High throughput lipid profiling for subtype classification of hepatocellular carcinoma cell lines and tumor tissues.

机构信息

Institution of Analytical Chemistry, Department of Chemistry, Zhejiang University, Hangzhou, 310058, China.

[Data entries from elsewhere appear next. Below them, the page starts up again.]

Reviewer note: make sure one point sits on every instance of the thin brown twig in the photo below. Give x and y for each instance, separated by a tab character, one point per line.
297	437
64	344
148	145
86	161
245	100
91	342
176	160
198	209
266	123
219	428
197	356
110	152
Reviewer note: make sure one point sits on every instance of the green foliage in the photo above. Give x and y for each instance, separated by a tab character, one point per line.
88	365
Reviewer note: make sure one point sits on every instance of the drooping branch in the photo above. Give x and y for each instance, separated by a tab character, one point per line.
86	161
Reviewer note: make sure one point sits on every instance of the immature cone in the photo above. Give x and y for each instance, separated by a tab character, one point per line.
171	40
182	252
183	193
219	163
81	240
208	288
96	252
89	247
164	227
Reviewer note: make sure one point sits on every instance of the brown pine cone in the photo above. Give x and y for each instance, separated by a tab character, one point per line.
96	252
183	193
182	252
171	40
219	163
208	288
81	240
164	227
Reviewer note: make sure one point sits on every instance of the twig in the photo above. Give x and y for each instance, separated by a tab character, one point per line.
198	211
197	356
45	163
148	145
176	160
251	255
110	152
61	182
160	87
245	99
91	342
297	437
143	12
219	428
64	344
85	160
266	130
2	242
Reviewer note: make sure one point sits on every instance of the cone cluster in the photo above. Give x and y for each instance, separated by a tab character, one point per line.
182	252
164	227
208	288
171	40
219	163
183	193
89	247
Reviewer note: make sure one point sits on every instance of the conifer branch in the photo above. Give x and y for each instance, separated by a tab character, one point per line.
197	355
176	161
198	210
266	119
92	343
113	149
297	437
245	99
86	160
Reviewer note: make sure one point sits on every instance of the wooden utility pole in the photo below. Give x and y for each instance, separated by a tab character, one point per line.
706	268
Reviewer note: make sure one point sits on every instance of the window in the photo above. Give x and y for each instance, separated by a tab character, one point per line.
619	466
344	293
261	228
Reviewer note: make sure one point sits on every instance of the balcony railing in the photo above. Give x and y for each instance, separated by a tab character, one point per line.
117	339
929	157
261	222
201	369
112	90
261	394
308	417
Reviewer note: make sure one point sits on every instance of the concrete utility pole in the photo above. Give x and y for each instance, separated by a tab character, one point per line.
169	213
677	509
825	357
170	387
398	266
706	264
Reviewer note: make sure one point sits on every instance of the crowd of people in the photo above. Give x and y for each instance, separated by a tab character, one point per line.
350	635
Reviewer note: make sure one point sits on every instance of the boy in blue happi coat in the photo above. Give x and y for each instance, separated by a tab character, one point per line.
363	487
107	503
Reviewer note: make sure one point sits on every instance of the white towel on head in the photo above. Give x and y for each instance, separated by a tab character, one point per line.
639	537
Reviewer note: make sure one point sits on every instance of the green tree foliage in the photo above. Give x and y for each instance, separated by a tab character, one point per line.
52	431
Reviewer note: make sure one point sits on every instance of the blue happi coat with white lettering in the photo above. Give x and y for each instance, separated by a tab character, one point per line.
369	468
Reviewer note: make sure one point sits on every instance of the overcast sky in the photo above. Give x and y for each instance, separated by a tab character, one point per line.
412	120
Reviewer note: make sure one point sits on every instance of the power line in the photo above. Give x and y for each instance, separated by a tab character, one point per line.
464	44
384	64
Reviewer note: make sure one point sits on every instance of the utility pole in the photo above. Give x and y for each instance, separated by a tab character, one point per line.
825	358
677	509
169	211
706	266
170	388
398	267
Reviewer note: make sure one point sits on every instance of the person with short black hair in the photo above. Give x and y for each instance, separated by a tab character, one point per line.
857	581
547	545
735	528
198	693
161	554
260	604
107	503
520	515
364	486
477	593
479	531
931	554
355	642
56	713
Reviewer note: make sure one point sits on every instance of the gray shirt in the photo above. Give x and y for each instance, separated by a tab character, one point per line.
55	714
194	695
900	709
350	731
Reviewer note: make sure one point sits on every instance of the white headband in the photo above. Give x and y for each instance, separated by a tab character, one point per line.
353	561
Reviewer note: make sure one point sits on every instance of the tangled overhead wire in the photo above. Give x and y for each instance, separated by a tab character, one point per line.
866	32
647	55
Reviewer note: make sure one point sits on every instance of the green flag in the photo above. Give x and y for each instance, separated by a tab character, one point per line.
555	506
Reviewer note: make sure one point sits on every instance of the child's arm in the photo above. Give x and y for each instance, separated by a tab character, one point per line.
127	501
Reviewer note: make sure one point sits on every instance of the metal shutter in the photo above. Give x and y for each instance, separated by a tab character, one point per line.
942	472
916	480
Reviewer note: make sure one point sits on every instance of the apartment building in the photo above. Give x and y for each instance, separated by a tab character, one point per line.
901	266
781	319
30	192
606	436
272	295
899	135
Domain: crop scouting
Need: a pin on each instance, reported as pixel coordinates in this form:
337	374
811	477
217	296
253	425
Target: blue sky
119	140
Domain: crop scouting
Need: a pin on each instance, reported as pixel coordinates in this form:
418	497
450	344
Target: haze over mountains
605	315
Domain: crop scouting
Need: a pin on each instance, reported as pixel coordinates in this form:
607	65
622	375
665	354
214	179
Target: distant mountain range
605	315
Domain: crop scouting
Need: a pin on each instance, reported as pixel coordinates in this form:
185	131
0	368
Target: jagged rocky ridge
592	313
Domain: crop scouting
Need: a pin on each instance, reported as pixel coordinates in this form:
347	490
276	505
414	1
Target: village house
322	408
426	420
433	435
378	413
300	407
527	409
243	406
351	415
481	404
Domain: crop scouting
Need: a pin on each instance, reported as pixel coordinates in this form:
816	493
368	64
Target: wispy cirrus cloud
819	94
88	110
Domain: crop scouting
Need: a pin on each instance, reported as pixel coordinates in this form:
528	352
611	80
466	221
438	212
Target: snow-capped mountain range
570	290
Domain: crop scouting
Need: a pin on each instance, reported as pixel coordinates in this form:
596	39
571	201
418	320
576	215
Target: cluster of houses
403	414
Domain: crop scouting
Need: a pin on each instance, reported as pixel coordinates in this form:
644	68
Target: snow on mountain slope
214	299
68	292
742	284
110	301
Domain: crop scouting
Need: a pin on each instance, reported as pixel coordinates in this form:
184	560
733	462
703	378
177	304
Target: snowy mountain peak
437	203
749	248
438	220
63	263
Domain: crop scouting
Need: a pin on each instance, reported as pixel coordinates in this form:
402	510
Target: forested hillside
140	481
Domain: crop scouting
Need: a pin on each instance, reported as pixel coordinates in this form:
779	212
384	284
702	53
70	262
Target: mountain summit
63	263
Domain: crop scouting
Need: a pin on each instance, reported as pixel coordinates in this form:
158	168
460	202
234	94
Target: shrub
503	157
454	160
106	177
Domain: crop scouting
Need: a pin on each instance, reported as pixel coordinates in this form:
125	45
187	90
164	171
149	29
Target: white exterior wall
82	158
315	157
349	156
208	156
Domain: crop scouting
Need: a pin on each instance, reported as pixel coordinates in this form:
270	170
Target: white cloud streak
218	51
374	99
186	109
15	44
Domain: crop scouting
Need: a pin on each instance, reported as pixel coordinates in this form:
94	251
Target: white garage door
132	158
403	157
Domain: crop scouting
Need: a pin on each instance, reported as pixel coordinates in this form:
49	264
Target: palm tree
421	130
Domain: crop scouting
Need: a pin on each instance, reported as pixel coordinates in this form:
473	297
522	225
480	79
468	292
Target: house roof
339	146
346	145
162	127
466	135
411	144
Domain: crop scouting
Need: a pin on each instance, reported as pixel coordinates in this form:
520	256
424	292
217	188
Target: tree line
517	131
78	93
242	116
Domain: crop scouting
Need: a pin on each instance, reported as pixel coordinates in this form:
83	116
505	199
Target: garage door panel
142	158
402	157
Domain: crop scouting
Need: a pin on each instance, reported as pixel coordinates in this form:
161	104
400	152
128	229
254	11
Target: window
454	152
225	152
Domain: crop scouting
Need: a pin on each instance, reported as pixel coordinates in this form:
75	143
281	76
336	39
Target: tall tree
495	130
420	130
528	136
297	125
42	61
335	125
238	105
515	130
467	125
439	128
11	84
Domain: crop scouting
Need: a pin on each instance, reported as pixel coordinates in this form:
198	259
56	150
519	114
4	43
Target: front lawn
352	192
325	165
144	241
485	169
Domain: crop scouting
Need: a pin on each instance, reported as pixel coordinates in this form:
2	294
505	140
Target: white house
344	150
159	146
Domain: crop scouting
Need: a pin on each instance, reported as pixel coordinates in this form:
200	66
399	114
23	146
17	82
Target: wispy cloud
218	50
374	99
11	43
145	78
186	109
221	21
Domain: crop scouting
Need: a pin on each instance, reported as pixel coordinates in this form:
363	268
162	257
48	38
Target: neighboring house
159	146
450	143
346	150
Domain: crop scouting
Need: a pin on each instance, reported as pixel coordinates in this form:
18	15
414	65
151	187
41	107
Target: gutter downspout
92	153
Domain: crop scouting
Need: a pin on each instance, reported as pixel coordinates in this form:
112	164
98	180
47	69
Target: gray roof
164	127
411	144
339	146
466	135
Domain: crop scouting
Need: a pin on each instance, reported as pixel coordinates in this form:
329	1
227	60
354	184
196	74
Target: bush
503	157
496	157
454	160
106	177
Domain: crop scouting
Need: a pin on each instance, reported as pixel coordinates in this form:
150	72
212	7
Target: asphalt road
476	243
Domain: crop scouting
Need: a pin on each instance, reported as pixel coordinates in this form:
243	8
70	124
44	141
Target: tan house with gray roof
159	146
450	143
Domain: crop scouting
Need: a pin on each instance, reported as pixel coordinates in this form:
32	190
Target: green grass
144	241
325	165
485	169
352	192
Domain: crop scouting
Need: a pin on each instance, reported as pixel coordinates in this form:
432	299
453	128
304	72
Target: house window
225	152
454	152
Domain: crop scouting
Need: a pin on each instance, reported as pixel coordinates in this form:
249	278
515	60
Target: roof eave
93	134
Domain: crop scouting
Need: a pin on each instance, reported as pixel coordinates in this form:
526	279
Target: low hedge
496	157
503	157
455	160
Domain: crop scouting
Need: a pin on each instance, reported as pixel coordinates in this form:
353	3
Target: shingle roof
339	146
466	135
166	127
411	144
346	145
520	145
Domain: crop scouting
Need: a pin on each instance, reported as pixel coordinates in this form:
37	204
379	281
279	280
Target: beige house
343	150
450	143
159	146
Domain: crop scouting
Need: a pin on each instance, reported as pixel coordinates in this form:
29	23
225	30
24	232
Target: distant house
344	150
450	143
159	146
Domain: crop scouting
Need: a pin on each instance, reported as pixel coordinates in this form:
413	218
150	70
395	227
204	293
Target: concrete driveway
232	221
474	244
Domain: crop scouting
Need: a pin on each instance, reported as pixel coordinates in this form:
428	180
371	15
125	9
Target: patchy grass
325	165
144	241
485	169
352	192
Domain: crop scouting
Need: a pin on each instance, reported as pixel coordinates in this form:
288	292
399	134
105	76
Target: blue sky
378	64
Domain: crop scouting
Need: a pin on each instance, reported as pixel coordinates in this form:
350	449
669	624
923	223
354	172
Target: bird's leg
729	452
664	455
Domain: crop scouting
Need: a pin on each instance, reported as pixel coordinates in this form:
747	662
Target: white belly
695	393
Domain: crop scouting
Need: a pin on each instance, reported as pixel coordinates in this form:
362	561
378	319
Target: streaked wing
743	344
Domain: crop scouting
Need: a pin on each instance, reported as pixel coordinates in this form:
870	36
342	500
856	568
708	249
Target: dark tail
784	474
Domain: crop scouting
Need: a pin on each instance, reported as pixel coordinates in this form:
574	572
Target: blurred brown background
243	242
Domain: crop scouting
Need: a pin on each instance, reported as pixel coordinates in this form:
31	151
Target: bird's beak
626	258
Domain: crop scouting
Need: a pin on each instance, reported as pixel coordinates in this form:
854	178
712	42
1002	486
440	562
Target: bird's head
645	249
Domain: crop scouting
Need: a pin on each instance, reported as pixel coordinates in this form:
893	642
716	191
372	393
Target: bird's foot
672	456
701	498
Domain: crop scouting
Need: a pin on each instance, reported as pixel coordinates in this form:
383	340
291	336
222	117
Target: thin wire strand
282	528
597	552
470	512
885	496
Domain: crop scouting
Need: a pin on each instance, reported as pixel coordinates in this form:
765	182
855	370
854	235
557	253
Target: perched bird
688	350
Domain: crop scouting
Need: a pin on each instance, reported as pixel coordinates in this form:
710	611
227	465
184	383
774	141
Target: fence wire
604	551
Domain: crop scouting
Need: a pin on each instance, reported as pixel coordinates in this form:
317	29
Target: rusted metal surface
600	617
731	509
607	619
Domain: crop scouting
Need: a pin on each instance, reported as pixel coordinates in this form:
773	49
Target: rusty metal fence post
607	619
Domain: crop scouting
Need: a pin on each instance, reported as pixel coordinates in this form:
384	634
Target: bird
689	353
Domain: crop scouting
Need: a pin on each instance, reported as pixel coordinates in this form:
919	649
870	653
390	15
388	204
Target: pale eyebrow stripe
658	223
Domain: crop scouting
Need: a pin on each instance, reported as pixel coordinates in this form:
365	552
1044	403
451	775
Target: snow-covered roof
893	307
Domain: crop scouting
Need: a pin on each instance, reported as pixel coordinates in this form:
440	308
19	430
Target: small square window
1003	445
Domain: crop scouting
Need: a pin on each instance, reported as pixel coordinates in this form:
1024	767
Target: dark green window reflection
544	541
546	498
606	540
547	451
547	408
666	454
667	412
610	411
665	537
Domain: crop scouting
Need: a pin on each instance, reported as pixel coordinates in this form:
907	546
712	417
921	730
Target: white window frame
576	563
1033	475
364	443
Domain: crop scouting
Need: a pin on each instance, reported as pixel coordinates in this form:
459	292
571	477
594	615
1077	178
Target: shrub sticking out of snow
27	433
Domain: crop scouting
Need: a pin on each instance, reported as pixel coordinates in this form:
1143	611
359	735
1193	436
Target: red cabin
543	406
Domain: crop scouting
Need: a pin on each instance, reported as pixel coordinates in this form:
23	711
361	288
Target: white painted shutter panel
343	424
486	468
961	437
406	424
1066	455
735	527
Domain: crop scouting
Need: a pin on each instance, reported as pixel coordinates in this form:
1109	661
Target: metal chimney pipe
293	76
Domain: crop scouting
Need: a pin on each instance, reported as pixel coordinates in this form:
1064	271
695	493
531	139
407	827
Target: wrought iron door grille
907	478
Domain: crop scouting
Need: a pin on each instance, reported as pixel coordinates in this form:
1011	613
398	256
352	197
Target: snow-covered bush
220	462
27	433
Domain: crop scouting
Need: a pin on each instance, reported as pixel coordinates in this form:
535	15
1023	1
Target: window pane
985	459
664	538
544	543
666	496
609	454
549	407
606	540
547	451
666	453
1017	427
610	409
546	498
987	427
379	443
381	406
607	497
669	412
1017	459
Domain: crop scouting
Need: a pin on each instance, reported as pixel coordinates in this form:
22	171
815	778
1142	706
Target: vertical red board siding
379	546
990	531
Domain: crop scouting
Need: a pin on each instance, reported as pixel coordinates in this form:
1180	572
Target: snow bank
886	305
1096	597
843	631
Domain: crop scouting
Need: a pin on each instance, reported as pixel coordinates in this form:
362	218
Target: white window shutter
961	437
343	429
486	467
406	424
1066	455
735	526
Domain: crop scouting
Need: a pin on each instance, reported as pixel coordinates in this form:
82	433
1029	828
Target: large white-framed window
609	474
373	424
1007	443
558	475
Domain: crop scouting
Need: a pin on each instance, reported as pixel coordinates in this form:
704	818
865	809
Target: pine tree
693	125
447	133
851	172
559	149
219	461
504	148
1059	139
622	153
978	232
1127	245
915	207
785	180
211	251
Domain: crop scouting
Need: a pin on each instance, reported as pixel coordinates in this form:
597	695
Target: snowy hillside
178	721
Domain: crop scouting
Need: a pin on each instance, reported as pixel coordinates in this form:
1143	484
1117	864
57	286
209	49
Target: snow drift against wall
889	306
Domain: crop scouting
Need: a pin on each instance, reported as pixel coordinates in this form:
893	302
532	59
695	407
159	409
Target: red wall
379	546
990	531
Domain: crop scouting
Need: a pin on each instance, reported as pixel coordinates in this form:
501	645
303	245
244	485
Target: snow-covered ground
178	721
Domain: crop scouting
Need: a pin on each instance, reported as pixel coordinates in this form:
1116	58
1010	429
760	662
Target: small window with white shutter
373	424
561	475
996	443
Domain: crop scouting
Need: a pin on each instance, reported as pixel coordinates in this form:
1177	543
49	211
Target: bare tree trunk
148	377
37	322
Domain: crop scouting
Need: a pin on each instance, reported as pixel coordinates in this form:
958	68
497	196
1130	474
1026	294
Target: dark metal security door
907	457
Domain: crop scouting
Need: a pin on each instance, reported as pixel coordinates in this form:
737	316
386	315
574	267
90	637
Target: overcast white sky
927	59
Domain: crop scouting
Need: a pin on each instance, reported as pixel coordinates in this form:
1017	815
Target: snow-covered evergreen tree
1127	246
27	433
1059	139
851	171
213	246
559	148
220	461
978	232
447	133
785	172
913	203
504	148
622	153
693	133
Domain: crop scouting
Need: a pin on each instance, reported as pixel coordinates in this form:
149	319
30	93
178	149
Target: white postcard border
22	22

Well-Healthcare Technologies, Co. LTD, Hangzhou, 310051, China.

出版信息

Anal Chim Acta. 2020 Apr 22;1107:92-100. doi: 10.1016/j.aca.2020.02.019. Epub 2020 Feb 12.

Abstract

Cell heterogeneity of tumor tissues is one of the causes of cancer recurrence after chemotherapy. Cell subtype identification in tumor tissues of specific cancer is critical for precision medicine and prognosis. As the structural and functional components of cells, lipids are closely related to the apparent morphology of cells. They are potential biomarkers of species of cancers and can be used to classify different cancer cell types, but it remains a challenge to establish a stable cell differentiation model and extend it to tumor tissue cell subtype differentiation. Here we describe a lipid profiling method based on nanostructure assisted laser desorption/ionization mass spectrometry (NALDI-MS), which could classify five hepatocellular carcinoma (HCC) cell lines and discriminate subtype of mixed cells and tumor tissues. The NALDI target was patterned with array of sample spots containing vertical silicon nanowires (Si NWs). Owing to its high ability to absorb laser energy, the vertical Si NWs can help to generate abundant lipid ions of cell extracts without need of organic matrix. Combined with statistical analysis methods, twenty-two ion peaks distributed in four MS peak clusters were selected as potential biomarkers to distinguish the subtype of the five HCC cell lines. Peak normalization was performed within each MS peak cluster to reduce the variation of peak intensity in batch to batch analysis. Compared to full-spectrum normalization method, the inner-cluster normalization method could help to distinguish cell subtype more stably and accurately. The molecular structure of these biomarkers was identified and sorted into two classes including phosphatidylcholine (PE, PI, PG, PA, PS) and glycosphingolipid (LacCer, ST). Furthermore, the established method was successfully applied to identify the major HCC cell subtype in mixed cell samples and xenograft tumor tissues as well as drug response test, showing great potential in precision medicine and prognosis.

摘要

肿瘤组织的细胞异质性是化疗后癌症复发的原因之一。在特定癌症的肿瘤组织中识别细胞亚型对于精准医学和预后至关重要。作为细胞的结构和功能组成部分,脂质与细胞的明显形态密切相关。它们是癌症物种的潜在生物标志物,可用于对不同的癌细胞类型进行分类,但建立稳定的细胞分化模型并将其扩展到肿瘤组织细胞亚型分化仍然是一个挑战。在这里,我们描述了一种基于纳米结构辅助激光解吸/电离质谱(NALDI-MS)的脂质分析方法,该方法可对五种肝癌(HCC)细胞系进行分类,并区分混合细胞和肿瘤组织的亚型。NALDI 靶标采用含有垂直硅纳米线(SiNWs)的样品点阵列进行图案化。由于其吸收激光能量的能力很高,垂直 SiNWs 有助于生成丰富的细胞提取物脂质离子,而无需有机基质。结合统计分析方法,从四个 MS 峰簇中选择了分布在 22 个离子峰作为潜在的生物标志物,用于区分五种 HCC 细胞系的亚型。在每个 MS 峰簇内进行峰归一化,以减少批处理分析中峰强度的变化。与全谱归一化方法相比,内簇归一化方法可以更稳定、更准确地帮助区分细胞亚型。鉴定了这些生物标志物的分子结构,并将其分为两类,包括磷脂酰胆碱(PE、PI、PG、PA、PS)和糖脂(LacCer、ST)。此外,该方法还成功地应用于鉴定混合细胞样本和异种移植肿瘤组织中的主要 HCC 细胞亚型以及药物反应测试,在精准医学和预后方面具有很大的潜力。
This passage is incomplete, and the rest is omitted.